Gala argumentou que essa limitação aparece de forma concreta quando o país deixa de financiar áreas estratégicas. Um dos exemplos citados por ele foi o da CEITEC, estatal ligada à produção de chips e semicondutores. O economista lembrou que a empresa teve a liquidação revertida no terceiro governo Lula, mas segue sob pressão por falta de recursos para se reestruturar. “Precisava ser feito um investimento de R$ 1 bilhão no plano de modernização e de relançamento da CEITEC. Aí o governo travou isso”, afirmou.
Na comparação feita por Gala, a dificuldade em liberar recursos para setores considerados centrais ao futuro tecnológico do país contrasta com a facilidade em sustentar despesas em outras áreas do orçamento. “Se um país tem R$ 300 bilhões para transferir para as pessoas de baixa renda, por que ele não pode transferir R$ 1 bilhão para uma empresa que pode ser o coração da tecnologia, do desenvolvimento tecnológico brasileiro?”, questionou.
A leitura do economista é que a contradição revela uma escolha de prioridade.
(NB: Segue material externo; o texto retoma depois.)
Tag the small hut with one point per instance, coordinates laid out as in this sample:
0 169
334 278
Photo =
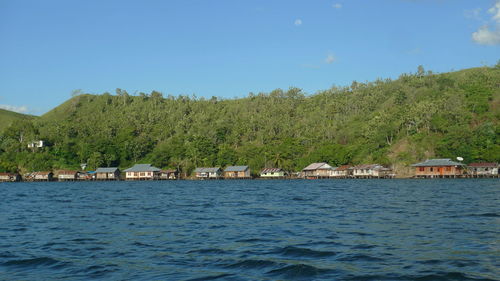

Para ele, o Estado brasileiro ainda dirige mais energia política e fiscal para políticas de compensação social do que para um projeto de desenvolvimento industrial de longo prazo. Ao tratar do tema, Gala evitou opor uma agenda à outra, mas insistiu na necessidade de reequilíbrio. Seu argumento é que a assistência é necessária, mas não substitui investimento em capacidade produtiva, inovação e avanço tecnológico.
Esse raciocínio também apareceu quando ele falou sobre inteligência artificial. Segundo Gala, o Brasil dispõe de um ecossistema relevante e já figura entre os dez maiores ambientes de desenvolvimento nessa área, além de contar com um plano nacional em elaboração no governo. Ainda assim, ele observou que o país não conseguirá se firmar nesse setor se não houver uma decisão mais firme de financiamento público e coordenação estratégica.
Na entrevista, Gala defendeu que o próximo passo do país deveria ser uma ampliação consistente dos recursos destinados a políticas industriais, tecnológicas e empresariais. “O que precisaria ser feito, eventualmente até pensando num Lula 4, é uma canalização de recursos muito mais parruda, muito mais consistente para esses planos de desenvolvimento”, afirmou. Em sua avaliação, esse movimento exigiria inclusive rever subsídios tributários que não geram retorno econômico e que, segundo ele, são mantidos por pressão de grupos de interesse.
Ao analisar o quadro brasileiro, o economista ressaltou que o país tem muito a avançar em produção manufatureira e em complexidade econômica. Para ele, esse é o ponto decisivo para que o Brasil deixe de conviver com crescimento limitado e salários médios baixos. “O que desenvolve um país é o plano de desenvolvimento”, declarou.
A conclusão apresentada por Gala é que o Brasil já formulou parte importante do caminho, mas ainda não fez a escolha política necessária para executá-lo com intensidade. Na sua avaliação, sem uma mudança de foco na direção da indústria, da inovação e da tecnologia, o país continuará operando com políticas que aliviam os efeitos da desigualdade, mas não resolvem o problema estrutural do desenvolvimento.